Your excellencies, distinguished guests, fellow nominees.
I think we all feel tonight in the company of people who are here that we are accomplishing the very clear targeted arenas we need to achieve based on what His Excellency and what I think was pretty profound language in his opening comments.
He talked about – we may be a cynical industry but those who achieve the best are the least cynical. We have to believe, we have to have hope and it’s the currency that we have to deal in.
And I don’t think any of the nominees tonight would disagree with that.
Our goal is fundamentally simple. And it has been a problem in our industry over the last number of years where journalists and editorial departments have allied economic disruption of our industry to be an excuse not to do the best journalism we can. We must all change that and ensure the standards we see tonight become a more consistent prevalent force in the newsrooms of the country,
We need to do it, we need to show our best because nobody else will do it for us.
The fourth estate has a key role to play in this country, in particular as the chaos in the economy and political dysfunction continues.
For me personally there are a number of people I must thank. and it begins at the top.
To do brave journalism that is independent and has clear sight, and curries no favour requires strong ownership. And in the Thomson family we have that.
It is my distinct pleasure tonight to acknowledge Philip Crawley my publisher who is here this evening. Who is a guy who will look you in the eye and tell you that he was right. Carry on. Just do it. And that clarity means the buck stops with me and as an editor-in-chief there’s nothing more simple and more magnificent than the simplicity of that contract.
There are others as well. People not so familiar to you. Steven Raines, a Philadelphia lawyer. His father helped thalidomide survivors of Canada many years ago and who brought the story to our attention. Mr. Harold Evans who acted as a moral leader throughout.
Internally within the Globe Dennis Choquette is the National Editor and Sinclair Stewart, my deputy, indivisible as ever.
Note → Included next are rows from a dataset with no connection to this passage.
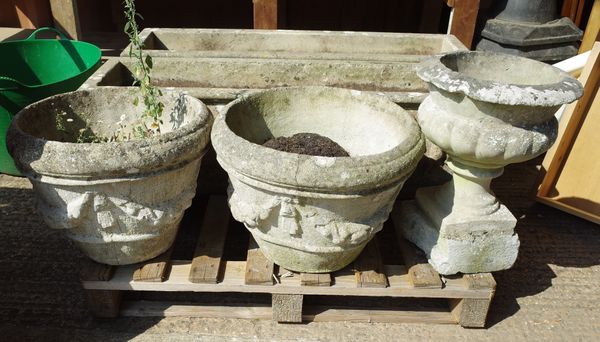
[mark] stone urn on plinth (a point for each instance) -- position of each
(485, 110)
(314, 213)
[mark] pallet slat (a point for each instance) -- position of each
(369, 267)
(154, 270)
(209, 249)
(315, 279)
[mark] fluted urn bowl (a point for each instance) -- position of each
(490, 109)
(313, 213)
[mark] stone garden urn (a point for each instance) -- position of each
(312, 213)
(485, 110)
(120, 202)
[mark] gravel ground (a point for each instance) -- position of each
(550, 294)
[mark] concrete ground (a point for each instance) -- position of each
(551, 293)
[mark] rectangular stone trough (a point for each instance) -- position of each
(218, 65)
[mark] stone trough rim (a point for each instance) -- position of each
(192, 138)
(567, 89)
(399, 161)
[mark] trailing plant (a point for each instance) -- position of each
(148, 93)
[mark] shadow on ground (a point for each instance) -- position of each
(548, 237)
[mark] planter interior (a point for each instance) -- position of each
(120, 202)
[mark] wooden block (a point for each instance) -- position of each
(154, 270)
(315, 279)
(104, 303)
(259, 270)
(420, 272)
(66, 17)
(287, 308)
(369, 267)
(471, 312)
(93, 271)
(209, 249)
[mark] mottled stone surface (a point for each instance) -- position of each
(120, 202)
(485, 111)
(312, 213)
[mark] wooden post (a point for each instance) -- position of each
(265, 14)
(463, 20)
(66, 18)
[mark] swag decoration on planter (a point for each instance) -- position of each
(485, 110)
(314, 213)
(115, 173)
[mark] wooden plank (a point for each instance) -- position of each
(369, 267)
(592, 29)
(420, 272)
(209, 248)
(315, 279)
(464, 18)
(33, 13)
(265, 14)
(235, 275)
(66, 17)
(154, 270)
(568, 112)
(259, 269)
(264, 312)
(471, 312)
(287, 308)
(103, 304)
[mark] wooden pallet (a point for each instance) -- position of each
(466, 298)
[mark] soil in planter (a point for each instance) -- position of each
(307, 143)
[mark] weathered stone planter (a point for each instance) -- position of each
(120, 202)
(485, 111)
(308, 213)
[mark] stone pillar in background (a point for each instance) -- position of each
(530, 28)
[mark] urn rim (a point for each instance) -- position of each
(37, 156)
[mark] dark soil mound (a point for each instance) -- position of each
(307, 143)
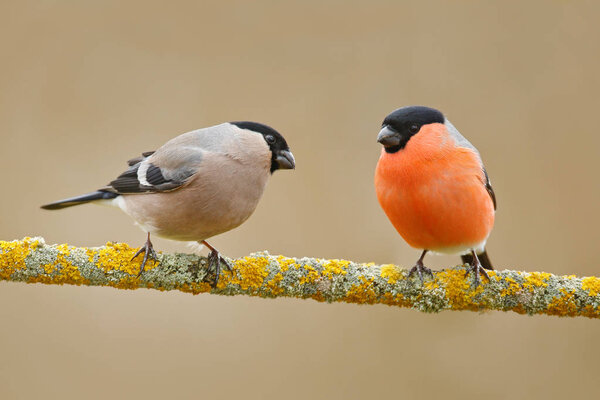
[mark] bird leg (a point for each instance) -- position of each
(419, 268)
(148, 250)
(477, 269)
(214, 261)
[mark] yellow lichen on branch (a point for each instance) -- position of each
(31, 260)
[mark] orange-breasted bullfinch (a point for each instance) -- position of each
(197, 185)
(432, 185)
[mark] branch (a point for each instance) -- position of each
(31, 260)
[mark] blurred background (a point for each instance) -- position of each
(85, 86)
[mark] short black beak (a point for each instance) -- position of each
(388, 137)
(285, 160)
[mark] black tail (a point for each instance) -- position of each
(483, 259)
(84, 198)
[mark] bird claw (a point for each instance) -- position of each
(419, 268)
(214, 261)
(148, 251)
(477, 269)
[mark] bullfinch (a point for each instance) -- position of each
(197, 185)
(433, 187)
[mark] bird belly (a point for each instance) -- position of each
(211, 204)
(443, 208)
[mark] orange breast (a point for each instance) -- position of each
(433, 193)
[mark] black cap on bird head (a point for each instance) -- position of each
(282, 157)
(399, 126)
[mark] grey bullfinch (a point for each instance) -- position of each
(197, 185)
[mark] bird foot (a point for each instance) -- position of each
(148, 251)
(214, 261)
(477, 269)
(419, 268)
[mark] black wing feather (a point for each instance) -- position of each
(489, 188)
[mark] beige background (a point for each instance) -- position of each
(85, 85)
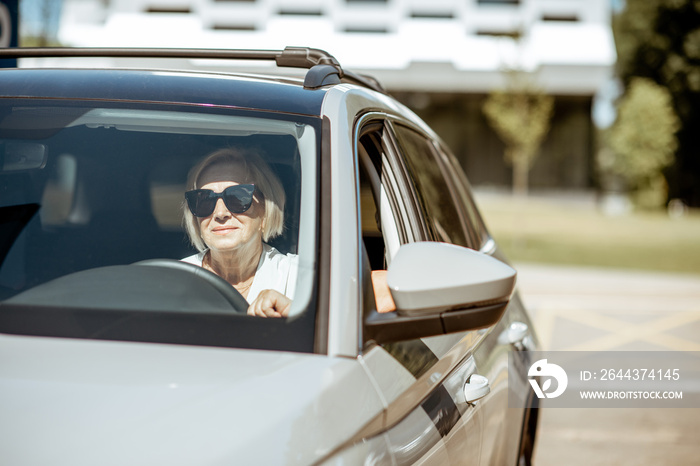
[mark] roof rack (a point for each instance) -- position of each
(323, 67)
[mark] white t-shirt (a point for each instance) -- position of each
(276, 271)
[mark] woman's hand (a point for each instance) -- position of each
(270, 303)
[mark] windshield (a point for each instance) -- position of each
(93, 222)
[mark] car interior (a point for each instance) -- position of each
(107, 196)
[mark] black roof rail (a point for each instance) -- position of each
(323, 67)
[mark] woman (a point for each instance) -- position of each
(234, 204)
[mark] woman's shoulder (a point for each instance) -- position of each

Ingrid who you heard from and Michelle our photographer who took the imagery that could have been gratuitous and made it as sensitive as any portrait you can see.
To Steve Chase working late into the night in the House of Commons watching the politicians and pushing the bureaucracy from the rigidity that was their initial instinct to a final flow that brought a just settlement.
And to Mercedes and to the 97 survivors who were alive when we began this and today there are 92. And to the parents of the survivors who needed this just settlement in order that they will know that their children all 53 and 54 years of age will have the money and the comfort to ensure a life complete with dignity. It really concludes to say what we began the evening with as his Excellency stated – Journalism not only matters but the journalists can and do make a difference.